岐阜における信長とカブラル(フロイス『日本史』より)(3)
前回からに続く。当時の日本では眼鏡は大変珍しい物であったのだろう。
3.岐阜での滑稽な出来事(眼鏡の誤解)
⚫司祭への驚嘆:岐阜の住民にとって、伴天連は見たこともない人々で、目新しくはなはだ数奇な人々であった。
⚫眼鏡への誤解
近視のフランシスコ・カブラルが岐阜で眼鏡をかけていたことに、一般民衆は衣装よりもはるかに大きい驚嘆を覚えた。
庶民の間では、「伴天連には眼が四つあり、二つは普通の位置に、他の二つはそれから少し外にはずれたところにあって、鏡のように輝き、恐るべきもの」という噂が流布した。

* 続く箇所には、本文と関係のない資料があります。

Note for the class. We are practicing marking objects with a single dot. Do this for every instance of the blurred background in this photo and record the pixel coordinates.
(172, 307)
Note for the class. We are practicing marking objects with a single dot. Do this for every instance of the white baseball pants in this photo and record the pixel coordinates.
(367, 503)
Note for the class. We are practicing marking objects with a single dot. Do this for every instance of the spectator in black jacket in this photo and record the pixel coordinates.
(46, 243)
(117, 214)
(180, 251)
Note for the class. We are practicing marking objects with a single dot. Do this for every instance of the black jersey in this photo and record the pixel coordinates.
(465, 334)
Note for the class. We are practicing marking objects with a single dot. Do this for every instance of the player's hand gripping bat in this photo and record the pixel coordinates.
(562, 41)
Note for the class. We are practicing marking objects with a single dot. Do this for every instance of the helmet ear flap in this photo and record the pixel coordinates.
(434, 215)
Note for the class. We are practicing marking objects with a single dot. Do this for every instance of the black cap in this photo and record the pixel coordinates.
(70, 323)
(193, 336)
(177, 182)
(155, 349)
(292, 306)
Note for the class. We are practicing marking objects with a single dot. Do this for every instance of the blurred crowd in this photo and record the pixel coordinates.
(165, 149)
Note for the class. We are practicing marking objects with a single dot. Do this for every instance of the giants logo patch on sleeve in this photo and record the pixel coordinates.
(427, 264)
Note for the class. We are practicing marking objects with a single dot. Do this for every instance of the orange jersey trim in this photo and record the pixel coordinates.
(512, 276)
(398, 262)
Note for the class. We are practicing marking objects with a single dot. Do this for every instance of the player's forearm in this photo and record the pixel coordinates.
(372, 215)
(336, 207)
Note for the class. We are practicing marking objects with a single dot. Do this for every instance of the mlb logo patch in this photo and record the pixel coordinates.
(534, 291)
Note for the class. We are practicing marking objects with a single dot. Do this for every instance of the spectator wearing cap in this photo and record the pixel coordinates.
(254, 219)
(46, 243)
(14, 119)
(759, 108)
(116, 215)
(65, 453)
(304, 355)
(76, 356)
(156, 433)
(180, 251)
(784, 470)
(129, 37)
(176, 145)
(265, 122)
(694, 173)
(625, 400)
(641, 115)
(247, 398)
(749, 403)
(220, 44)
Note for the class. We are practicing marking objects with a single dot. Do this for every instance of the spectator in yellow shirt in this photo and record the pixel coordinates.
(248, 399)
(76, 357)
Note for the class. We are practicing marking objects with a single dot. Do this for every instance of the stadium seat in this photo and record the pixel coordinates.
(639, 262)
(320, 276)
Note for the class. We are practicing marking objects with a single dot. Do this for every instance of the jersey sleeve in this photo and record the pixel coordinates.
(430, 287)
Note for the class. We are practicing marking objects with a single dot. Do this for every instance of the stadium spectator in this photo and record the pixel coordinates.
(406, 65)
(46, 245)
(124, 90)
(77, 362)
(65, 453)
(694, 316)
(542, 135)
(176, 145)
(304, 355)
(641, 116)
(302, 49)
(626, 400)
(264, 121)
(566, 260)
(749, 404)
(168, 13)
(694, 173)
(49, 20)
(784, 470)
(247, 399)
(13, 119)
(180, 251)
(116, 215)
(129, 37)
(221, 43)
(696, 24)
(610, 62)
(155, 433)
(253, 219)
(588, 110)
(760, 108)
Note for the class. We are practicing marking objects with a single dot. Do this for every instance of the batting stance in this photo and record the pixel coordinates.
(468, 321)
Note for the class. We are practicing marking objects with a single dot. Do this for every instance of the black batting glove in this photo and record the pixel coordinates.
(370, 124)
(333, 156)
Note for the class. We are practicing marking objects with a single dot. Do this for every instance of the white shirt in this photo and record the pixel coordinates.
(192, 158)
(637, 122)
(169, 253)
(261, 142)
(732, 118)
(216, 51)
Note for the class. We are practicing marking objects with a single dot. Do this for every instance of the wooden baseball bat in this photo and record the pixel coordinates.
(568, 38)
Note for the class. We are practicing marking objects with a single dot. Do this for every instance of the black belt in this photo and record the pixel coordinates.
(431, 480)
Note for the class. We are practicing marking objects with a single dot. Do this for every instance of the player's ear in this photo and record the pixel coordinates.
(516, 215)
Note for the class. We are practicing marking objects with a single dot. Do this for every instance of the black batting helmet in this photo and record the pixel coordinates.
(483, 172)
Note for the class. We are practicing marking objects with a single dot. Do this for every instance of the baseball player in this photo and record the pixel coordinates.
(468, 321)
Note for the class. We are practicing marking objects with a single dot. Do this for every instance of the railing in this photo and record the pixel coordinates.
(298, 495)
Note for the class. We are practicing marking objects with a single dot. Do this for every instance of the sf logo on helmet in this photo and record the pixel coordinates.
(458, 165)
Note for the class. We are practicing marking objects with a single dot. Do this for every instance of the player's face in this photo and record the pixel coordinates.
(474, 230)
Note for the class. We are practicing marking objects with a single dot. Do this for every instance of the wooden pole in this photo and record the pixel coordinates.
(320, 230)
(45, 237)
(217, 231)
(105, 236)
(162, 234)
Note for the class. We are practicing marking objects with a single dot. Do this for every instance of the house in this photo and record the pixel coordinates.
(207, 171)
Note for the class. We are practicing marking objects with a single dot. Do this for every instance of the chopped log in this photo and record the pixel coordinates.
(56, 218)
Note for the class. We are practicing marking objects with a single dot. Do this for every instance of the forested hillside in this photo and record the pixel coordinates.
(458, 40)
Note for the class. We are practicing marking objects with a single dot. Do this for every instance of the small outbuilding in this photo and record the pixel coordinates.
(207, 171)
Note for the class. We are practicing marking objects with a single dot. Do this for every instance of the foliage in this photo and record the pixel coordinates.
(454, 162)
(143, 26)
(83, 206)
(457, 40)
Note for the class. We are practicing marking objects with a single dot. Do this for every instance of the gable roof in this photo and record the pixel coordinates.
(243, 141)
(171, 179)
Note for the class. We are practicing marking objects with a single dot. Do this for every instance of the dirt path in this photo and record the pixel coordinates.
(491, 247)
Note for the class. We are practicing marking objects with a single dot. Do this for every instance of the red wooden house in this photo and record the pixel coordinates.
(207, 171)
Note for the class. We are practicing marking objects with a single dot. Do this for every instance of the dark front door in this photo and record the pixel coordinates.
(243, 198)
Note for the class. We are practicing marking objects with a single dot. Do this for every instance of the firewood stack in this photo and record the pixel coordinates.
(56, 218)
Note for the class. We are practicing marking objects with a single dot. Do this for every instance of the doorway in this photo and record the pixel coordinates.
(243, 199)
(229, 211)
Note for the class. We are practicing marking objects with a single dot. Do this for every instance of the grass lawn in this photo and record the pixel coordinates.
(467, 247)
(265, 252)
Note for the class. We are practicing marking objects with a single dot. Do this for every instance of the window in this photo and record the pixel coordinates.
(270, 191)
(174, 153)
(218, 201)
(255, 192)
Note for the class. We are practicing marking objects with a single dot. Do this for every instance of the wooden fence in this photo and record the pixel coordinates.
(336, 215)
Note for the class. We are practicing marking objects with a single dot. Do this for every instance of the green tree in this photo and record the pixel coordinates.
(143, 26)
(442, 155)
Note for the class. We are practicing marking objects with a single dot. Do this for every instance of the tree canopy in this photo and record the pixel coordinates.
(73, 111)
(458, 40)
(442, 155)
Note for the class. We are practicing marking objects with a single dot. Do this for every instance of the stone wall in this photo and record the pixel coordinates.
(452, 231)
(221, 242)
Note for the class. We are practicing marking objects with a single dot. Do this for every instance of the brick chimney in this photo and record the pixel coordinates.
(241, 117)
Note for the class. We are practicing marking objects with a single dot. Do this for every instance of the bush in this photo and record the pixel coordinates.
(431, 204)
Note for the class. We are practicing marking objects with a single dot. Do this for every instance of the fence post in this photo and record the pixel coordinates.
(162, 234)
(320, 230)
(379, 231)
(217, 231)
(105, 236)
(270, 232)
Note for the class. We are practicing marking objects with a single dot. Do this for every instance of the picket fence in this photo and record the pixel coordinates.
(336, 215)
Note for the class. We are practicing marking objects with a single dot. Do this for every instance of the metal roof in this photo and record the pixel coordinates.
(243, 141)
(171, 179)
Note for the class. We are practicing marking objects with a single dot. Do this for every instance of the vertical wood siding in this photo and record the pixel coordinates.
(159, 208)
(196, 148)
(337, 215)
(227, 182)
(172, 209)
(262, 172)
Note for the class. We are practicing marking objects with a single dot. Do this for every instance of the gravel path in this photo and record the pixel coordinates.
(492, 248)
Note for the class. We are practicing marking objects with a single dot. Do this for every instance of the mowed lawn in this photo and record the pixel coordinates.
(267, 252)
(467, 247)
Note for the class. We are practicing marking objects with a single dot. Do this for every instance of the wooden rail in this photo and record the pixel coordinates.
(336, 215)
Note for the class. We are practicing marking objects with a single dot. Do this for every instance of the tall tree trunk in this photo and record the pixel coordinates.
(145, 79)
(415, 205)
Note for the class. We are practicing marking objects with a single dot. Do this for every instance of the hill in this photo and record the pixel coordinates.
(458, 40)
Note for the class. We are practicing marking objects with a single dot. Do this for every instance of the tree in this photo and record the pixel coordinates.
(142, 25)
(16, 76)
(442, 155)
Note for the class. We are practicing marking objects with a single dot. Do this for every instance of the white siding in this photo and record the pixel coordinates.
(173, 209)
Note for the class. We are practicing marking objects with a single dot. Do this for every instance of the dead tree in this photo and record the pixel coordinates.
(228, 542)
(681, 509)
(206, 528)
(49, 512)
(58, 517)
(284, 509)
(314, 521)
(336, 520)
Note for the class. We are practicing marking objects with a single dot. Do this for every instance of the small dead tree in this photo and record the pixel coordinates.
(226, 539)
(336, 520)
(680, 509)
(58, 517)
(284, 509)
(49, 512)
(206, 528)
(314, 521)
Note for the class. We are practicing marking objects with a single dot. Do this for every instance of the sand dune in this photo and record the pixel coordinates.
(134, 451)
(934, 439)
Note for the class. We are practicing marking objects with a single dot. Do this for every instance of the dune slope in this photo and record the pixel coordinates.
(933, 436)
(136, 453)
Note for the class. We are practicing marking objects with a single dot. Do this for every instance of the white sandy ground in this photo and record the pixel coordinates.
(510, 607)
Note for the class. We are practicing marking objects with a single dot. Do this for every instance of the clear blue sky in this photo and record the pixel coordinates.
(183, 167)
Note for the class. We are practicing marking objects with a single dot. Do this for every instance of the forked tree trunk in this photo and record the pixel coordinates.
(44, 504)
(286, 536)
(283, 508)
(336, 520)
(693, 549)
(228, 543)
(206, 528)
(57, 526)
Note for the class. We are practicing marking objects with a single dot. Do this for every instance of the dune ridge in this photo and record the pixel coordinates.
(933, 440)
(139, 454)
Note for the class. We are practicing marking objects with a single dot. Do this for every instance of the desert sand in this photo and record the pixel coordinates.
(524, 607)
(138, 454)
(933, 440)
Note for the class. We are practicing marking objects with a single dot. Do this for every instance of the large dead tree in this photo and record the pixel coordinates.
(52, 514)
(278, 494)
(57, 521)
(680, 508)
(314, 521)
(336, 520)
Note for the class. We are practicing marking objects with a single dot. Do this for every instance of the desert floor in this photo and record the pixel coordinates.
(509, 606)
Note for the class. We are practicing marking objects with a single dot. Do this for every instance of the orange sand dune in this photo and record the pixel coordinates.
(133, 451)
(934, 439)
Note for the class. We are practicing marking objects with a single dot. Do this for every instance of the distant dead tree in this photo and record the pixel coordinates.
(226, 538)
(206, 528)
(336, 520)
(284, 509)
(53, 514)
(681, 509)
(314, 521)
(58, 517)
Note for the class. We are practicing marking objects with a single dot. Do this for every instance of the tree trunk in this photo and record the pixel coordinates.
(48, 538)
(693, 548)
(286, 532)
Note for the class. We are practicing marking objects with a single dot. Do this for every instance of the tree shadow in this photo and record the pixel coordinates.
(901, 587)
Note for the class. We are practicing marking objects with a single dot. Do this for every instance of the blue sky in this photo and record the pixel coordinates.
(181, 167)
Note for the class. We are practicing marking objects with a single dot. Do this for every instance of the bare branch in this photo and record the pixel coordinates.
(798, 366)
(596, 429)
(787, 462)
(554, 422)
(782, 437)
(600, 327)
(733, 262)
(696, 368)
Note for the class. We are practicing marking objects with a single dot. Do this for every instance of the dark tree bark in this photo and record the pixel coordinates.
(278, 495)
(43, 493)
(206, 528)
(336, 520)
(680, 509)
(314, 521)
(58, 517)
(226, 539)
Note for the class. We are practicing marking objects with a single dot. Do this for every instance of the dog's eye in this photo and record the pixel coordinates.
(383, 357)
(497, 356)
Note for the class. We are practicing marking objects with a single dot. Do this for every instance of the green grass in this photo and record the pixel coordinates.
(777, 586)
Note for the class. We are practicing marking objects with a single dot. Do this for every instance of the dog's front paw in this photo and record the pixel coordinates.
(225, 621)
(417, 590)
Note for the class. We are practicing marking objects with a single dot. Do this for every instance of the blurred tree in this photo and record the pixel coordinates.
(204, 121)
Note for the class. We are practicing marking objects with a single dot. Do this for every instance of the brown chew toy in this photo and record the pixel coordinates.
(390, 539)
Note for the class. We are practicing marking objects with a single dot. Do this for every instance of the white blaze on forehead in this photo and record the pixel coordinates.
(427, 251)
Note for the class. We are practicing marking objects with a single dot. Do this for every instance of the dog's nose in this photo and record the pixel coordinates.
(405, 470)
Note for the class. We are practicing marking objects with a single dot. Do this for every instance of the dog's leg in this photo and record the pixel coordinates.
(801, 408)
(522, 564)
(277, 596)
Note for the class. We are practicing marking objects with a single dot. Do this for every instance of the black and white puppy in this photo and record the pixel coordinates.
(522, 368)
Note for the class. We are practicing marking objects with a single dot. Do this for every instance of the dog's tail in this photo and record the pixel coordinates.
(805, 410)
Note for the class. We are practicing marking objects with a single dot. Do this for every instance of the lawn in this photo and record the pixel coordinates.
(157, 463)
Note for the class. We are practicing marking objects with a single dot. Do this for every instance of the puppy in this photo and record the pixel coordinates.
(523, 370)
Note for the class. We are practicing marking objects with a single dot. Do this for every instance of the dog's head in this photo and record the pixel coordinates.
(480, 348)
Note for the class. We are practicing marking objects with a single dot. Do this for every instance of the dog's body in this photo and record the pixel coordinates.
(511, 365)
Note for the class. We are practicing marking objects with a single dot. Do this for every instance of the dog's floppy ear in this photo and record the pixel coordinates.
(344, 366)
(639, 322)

司祭たちの出発日には、岐阜市だけでなく遠隔地や尾張の国から四、五千人の人々が、この不可思議な者を見ようと殺到した。
好奇心から宿泊していた家へ侵入しようとしたため、家主は二階へ昇る階段を取り外す必要があった。
最初に出てきたのは片眼が盲目のロレンソ修道士であったため、四つ眼を期待していた人々は大声で笑わざるを得なかった。
後にフロイスが出てきても眼が二つしかなかったが、人々は三千人ほどで彼を取り巻き、郊外半里のところまで同行した。
4.都帰着後の出来事
•公方様(足利義昭)の敬意:公方様は信長からの報告を聞き、信長同様にカブラルに敬意を示すことを決めた。
•公方様との会見:カブラルは下の地方に戻る前に、フロイス、オルガンティーノ、ロレンソ修道士を伴い公方様を訪問した。
•最高の礼儀:公方様は自ら盃と肴をカブラルに授けた。
•贈物:その後、公方様の政庁でもっとも(注)高位の貴人、上野殿が、六十本の塗金した扇を贈った。
•神の摂理:これらの格別の行為は、仏僧にも示されないほどの好意であり、キリシタ
ンの敵や反対者への屈辱となり、キリシタンの信仰を強化するというデウス(神)の摂理によるものと見なされた。
(注)高位の貴人上野殿…三淵藤英のこと。